Alumni Views | Modeling the US-China Trade Conflict: A Utility Theory Approach

Editor's note:

This article is led by Columbia alumnus Yuhan Zhang SIPA '12 and was recently published in the Journal of Applied Mathematics and Computation. Zhang is currently conducting Ph.D. studies focusing on international political economy and quantitative methods at the University of California, Berkeley. He was an economist and an adviser to U.S. multinational companies and a researcher with the Carnegie Endowment for International Peace. He has published more than 20 articles on trade, foreign investment, energy, and U.S.-China relations.

By
Yuhan Zhang SIPA '12 and Cheng Chang
June 22, 2021

This paper models the US-China trade conflict initiated in 2018 and attempts to analyze the (optimal) strategic choices of the United States and China. In contrast to the existing literature on the topic, Zhang and Chang employ the expected utility theory and examine the conflict mathematically. In both perfect information and incomplete information games, Zhang and Chang show that expected net gains diminish as the utility of winning increases because of the costs incurred during the struggle.

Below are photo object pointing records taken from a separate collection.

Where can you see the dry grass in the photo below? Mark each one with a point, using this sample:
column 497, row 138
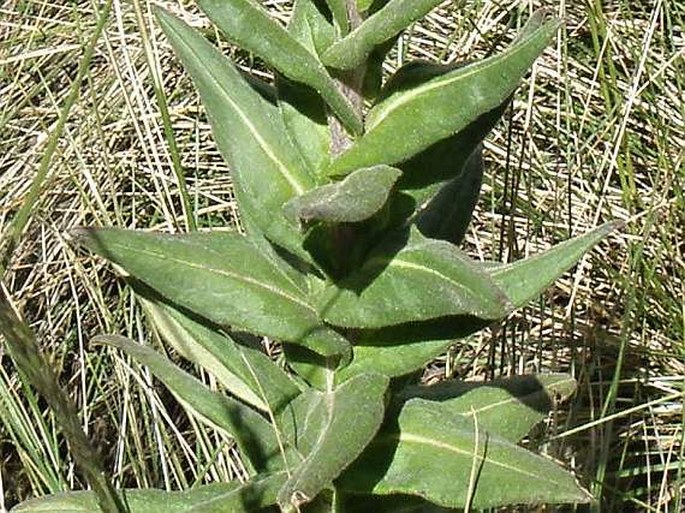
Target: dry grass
column 596, row 133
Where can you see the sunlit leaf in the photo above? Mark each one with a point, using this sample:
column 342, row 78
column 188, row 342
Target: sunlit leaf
column 253, row 434
column 244, row 371
column 333, row 432
column 525, row 279
column 357, row 197
column 507, row 407
column 446, row 460
column 395, row 16
column 425, row 279
column 339, row 11
column 303, row 111
column 247, row 24
column 266, row 168
column 411, row 120
column 400, row 350
column 221, row 277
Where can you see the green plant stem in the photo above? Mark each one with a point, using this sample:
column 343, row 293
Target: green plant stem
column 350, row 84
column 27, row 356
column 23, row 216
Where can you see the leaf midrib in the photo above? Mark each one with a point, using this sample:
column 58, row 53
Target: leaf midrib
column 409, row 437
column 218, row 86
column 223, row 272
column 429, row 86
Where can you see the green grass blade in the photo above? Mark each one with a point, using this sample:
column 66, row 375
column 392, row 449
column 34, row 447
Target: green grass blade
column 506, row 474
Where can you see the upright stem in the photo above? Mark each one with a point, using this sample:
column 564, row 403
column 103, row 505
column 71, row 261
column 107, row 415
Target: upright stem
column 350, row 84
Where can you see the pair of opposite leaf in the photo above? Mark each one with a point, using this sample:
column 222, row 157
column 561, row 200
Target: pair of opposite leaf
column 236, row 282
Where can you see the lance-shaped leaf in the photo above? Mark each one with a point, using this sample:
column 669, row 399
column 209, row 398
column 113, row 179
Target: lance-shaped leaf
column 219, row 276
column 523, row 280
column 303, row 111
column 411, row 120
column 393, row 18
column 214, row 498
column 448, row 214
column 426, row 279
column 247, row 24
column 245, row 372
column 507, row 407
column 266, row 168
column 332, row 434
column 253, row 434
column 400, row 350
column 357, row 197
column 476, row 468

Zhang and Chang find that the best response function exists for China but not for the US during the conflict. The results of the models indicate that the less the US pressures China to change its existing trade practices, the higher the US expected net gains. China’s best choice is to maintain the status quo, and any further aggression in its policy and behavior, such as artificially adjust exchange rates and slash imports from the US, will aggravate the situation. The theoretical framework designed in this paper can be also used to examine the bilateral technological frictions.